Feast or Famine - Literally

Remember the post about the closing of the forest? Well, it's open now. We've had rain.
I mean RAIN!

The data I've found so far shows that all of this year's rainfall (every day) is setting records. If I'm reading it correctly, one map on Wunderground proves that. Last year's rainfall doesn't even show for most days because there wasn't any.

This year the state is experiencing flooding in places that haven't seen water in years. People are being driven from homes in low-lying areas, entire villages were temporarily cut off from the rest of the world because their roads were washed out or covered in rocks/boulders washed down from above. Thankfully, crews get on that sort of thing quickly here.
Ruidoso has been fairly lucky unless you live in a couple of trailer parks near the river (which is actually a river now, and not just a tiny creek). And when we consider tsunamis and hurricanes and broken levees, then Ruidoso is not unlike living in heaven.

I said all of that, to say this...
When we step WAY back and get a little perspective, is there not some global balance in all of this? Is that too long a view? Can I be compassionate about the individuals who suffer from weather catastrophies and famine and wars and still remain spiritually in balance and aware of a 'bigger' balance? Does the bigger balance really exist?

I think so.
Those of you who garden might understand this analogy.
Things die in your garden: bugs or disease attack the roses, the neighbor's dog digs up the petunias, your gutter overflowed last summer and drowned the whatever...

Do you still have a nice garden? Don't you still enjoy it? Isn't it still the place you go for solace, for something to nurture, for some quiet time and a sense of 'getting back to the earth'?
Have you ever experienced these events or conditions and thought, 'wow, god is out to get me', or 'I guess I'm not supposed to have a garden', or 'what am I doing wrong'?

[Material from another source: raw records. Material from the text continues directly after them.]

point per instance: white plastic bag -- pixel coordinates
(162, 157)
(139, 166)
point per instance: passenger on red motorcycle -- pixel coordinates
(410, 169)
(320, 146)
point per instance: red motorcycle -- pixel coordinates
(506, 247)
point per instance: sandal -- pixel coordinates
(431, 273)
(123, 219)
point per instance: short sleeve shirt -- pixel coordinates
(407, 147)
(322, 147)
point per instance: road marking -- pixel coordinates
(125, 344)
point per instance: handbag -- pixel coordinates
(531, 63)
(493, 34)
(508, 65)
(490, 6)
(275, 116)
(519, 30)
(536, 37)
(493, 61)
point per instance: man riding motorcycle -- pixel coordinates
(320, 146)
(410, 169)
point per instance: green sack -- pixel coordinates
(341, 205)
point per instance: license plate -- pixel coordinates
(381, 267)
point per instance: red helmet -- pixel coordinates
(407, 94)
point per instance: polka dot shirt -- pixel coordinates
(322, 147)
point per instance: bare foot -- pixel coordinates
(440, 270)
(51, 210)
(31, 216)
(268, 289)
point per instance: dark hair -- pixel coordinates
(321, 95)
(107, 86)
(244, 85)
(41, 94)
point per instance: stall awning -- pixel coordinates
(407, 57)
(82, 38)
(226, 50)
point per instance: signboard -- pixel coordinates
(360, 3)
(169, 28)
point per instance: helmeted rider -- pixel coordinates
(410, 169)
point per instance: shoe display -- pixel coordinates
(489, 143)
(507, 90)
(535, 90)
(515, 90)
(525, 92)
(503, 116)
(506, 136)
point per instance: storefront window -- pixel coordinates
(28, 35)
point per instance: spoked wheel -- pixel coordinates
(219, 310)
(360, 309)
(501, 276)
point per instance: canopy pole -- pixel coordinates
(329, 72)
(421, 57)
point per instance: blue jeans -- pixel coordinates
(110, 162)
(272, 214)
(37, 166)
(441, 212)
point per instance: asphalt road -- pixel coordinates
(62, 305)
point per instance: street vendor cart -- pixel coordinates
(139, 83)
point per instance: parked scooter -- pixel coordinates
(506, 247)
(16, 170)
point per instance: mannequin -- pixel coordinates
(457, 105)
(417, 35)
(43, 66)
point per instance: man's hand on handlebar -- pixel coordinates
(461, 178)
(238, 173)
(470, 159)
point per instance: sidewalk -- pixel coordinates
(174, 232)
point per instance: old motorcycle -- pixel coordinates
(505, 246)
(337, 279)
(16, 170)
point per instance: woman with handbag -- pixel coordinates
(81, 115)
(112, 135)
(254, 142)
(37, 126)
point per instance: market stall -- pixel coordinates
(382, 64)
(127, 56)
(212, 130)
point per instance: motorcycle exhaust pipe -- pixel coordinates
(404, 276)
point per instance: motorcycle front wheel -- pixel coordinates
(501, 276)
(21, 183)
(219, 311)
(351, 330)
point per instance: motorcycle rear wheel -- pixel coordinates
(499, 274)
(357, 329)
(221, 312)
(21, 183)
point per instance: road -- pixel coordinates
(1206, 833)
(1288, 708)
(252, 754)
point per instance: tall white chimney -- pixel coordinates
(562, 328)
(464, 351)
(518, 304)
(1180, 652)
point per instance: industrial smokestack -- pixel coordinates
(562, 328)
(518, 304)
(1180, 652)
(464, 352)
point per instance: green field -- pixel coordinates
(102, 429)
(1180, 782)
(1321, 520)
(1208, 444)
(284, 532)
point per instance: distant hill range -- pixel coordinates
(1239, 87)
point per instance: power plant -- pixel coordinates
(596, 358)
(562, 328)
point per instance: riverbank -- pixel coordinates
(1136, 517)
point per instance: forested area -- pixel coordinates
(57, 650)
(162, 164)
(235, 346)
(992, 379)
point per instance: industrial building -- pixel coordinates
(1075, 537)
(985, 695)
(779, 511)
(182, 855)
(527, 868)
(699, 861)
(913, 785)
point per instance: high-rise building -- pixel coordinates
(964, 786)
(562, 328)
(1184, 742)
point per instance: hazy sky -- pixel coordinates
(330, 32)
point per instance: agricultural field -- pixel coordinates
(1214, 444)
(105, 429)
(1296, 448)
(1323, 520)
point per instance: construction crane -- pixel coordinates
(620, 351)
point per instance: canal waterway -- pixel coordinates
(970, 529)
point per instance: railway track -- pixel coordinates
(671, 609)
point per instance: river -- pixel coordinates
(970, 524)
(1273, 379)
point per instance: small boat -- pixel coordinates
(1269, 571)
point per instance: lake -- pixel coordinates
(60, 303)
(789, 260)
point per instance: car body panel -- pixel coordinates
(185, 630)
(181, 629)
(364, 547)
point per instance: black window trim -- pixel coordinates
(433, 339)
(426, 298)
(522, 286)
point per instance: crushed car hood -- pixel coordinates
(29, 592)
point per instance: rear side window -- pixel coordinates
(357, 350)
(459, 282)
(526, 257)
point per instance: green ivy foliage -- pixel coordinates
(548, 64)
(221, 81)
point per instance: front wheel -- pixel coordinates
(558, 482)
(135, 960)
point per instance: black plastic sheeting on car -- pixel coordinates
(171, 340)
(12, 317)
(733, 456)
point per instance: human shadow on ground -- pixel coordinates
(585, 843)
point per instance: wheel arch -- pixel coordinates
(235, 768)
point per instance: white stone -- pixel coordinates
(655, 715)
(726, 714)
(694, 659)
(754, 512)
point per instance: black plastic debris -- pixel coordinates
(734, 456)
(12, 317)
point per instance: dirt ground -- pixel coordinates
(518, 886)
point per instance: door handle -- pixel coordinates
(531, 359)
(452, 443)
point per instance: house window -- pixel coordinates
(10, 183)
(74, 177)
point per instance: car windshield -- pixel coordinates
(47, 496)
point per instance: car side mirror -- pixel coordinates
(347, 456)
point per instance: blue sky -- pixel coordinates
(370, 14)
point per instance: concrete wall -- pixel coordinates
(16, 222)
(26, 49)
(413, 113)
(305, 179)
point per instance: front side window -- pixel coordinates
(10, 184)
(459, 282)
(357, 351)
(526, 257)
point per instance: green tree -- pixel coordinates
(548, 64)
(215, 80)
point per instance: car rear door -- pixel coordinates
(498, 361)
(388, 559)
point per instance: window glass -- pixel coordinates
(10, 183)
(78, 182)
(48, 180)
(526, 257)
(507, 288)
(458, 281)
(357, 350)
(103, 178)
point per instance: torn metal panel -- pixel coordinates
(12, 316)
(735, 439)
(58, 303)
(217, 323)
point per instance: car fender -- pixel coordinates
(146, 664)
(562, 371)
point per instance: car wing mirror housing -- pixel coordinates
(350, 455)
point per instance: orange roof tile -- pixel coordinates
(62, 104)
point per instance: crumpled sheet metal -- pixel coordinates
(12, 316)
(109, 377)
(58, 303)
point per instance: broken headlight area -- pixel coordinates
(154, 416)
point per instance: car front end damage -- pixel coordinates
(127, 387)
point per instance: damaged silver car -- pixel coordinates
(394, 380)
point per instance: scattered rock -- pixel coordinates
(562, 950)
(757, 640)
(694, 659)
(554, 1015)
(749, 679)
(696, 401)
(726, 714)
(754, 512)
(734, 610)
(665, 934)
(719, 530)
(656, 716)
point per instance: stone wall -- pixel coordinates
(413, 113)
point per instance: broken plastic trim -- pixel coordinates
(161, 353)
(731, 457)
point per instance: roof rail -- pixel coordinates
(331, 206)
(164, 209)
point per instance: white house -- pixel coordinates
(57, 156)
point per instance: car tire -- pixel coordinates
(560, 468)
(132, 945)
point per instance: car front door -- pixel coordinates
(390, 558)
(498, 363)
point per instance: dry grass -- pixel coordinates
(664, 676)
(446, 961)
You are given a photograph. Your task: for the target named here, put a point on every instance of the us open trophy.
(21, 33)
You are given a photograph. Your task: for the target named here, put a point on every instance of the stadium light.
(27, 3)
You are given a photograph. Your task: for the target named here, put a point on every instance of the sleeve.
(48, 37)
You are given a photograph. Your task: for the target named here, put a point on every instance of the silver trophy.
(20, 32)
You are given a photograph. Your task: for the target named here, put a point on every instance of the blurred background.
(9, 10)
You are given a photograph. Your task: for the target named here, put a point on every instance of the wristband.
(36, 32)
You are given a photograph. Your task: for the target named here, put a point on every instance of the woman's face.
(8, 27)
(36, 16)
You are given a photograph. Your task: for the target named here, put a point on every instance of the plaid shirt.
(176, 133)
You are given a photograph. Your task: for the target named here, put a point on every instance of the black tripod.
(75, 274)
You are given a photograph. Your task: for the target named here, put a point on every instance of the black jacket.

I think of things like this. And I wonder if I have any compassion at all, sometimes.
I read the stories of real famine in SO many parts of the world, places that have no soil, no rain, no systems of irrigation, where generations have survived on the edge of starvation. I think of the thousands of truckloads of food and supplies that have been sent, with no real change whatsoever in the number of people still starving. In fact, the numbers seem to be actually growing. I've just spent about an hour 'googling' world hunger, starving populations, statistics on death by malnutrition, etc. The numbers are stagering. One article says 852 million people across the world are hungry, up from 842 million a year ago: a 10,000,000 (that's ten MILLION) increase in 1 year. I think of hungry little girls hanging on to mom, who have grown up to be hungry mothers holding on to their sweet little hungry children. And I think of the cantalope that I forgot, and let spoil, and threw out yesterday....
There are literally hundreds of organizations whose purpose is to feed hungry people. Why are the numbers growing?

I'm just asking...

Read Ishmael by Daniel Quinn. Is it the answer? I don't know; certainly, maybe ONE of the answers. It makes sense to me.

Can I find my compassion? What do I do with it?
I give things to my local food bank. I don't give anything to organizations trying to address hunger in areas that cannot support food production where the people are. I'll donate to buy a goat or dig a well...
Sometimes I think I'm really cold-cold-cold.
Sometimes I think like Daniel: when the food supply diminishes the population of the animals/humans who eat that food diminishes - as it should. As it does in all other animal species.

I'm just asking...

1 Comments:

At 6:26 PM, Blogger janet copenhaver said...

I don't think most people get it and most never will. If your not taught you don't learn.

We all just need to be a little more conscious and to what we can to preserve our earth, our home.